The kidneys are located in the flank, behind all the abdominal organs, in the retroperitoneal space and are almost protected by the ribs. Their location is important because an injured kidney will cause pain but may not cause inflammation of the peritoneum, the sac that contains the major abdominal organs. Peritonitis on physical exam often signals the need to look for problems inside the abdomen. Being hit in the flank or back is a helpful history, but as Mr. Austin found, sometimes, you don’t know when you got hurt. Having back pain is an occupational hazard for football players, but if the kidney has significant injury, blood can be seen in the urine. This is not a necessity, again because of a design flaw. The kidney floats in a pad of fat and is tethered to the body in two place, the first by the artery and vein that supply it with blood and the second by the ureter that drains urine to the bladder. If the kidney is torn away from the ureter, no blood may be seen on urinalysis. That said, the amount of blood in the urine is not necessarily related to the severity of the injury.

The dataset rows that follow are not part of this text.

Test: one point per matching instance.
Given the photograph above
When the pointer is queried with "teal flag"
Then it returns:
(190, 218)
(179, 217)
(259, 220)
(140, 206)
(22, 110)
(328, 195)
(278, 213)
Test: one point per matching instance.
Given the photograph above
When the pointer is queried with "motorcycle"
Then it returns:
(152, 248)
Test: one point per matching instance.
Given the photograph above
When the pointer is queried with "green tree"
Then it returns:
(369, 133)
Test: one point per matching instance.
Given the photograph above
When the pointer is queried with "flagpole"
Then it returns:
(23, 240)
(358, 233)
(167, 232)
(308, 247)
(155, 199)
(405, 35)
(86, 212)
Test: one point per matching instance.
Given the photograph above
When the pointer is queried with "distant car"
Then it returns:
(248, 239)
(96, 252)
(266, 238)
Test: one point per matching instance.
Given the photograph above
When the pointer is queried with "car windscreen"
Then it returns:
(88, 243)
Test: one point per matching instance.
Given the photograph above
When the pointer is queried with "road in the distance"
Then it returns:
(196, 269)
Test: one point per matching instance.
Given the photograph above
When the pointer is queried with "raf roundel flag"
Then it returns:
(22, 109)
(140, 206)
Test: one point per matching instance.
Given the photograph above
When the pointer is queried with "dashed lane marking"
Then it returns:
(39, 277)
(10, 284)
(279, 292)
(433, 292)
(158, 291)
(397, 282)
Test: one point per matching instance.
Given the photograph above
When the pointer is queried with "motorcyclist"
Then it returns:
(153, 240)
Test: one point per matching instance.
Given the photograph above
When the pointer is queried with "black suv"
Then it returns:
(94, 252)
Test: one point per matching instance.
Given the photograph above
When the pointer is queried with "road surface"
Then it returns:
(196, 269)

Fortunately, technology has become a great ally in the diagnosis and treatment of solid organ injuries. Ultrasound can screen for organ size and abnormal fluid or blood within the abdomen. CT scan is able to diagnose injury and its severity to help plan treatment options. And that treatment is no longer just surgery to remove a damaged organ. Often, the body can heal itself if given time and support, or if there is active bleeding, an interventional radiologist may be able to snake a coil into the damage artery and stop the bleeding.

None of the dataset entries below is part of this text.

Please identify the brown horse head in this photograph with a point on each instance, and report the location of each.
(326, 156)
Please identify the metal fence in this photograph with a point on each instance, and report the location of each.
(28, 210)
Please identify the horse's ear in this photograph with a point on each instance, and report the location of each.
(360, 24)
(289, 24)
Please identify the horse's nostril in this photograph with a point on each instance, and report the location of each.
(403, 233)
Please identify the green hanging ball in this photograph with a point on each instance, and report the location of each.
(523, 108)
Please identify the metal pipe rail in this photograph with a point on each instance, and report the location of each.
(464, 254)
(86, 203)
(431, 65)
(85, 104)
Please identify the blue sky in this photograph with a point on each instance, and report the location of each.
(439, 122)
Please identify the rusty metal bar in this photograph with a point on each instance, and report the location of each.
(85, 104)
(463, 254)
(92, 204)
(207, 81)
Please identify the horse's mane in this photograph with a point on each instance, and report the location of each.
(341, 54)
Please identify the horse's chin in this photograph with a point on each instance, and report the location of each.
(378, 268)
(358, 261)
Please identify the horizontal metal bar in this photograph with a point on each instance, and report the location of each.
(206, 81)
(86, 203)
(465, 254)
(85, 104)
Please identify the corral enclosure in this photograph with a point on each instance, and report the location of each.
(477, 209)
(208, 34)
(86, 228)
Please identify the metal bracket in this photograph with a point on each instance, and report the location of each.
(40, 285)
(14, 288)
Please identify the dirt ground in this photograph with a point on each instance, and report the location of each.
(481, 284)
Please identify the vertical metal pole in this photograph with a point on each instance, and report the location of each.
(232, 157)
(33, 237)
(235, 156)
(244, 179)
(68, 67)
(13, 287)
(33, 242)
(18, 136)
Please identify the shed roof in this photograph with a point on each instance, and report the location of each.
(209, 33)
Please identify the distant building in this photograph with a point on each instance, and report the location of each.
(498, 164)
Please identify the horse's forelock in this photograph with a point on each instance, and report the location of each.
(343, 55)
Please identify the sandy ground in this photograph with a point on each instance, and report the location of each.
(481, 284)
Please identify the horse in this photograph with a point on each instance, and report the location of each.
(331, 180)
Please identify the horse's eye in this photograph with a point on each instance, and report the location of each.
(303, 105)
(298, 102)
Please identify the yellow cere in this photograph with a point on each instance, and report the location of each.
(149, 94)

Unfortunately, there are still many other potential abdominal injuries that like to hide and take even more time to develop, including duodenal hematoma or intestinal perforation or mesenteric tears. Think of an organ and the body can hide damage from it…at least for a while. For that reason, close observation of blunt abdominal trauma victims with repeated physical examination and blood testing is often the wisest course of action. On television with Chicago Hope, Gray’s Anatomy or House, all is resolved in 45 minutes plus commercials, but in the real world, observation and using time wisely to watch over the patient is critically important. Time is the ally in treating many patients and patience can be rewarded as symptoms progress and injuries declare themselves. Just ask Miles Austin and Justin Hunter.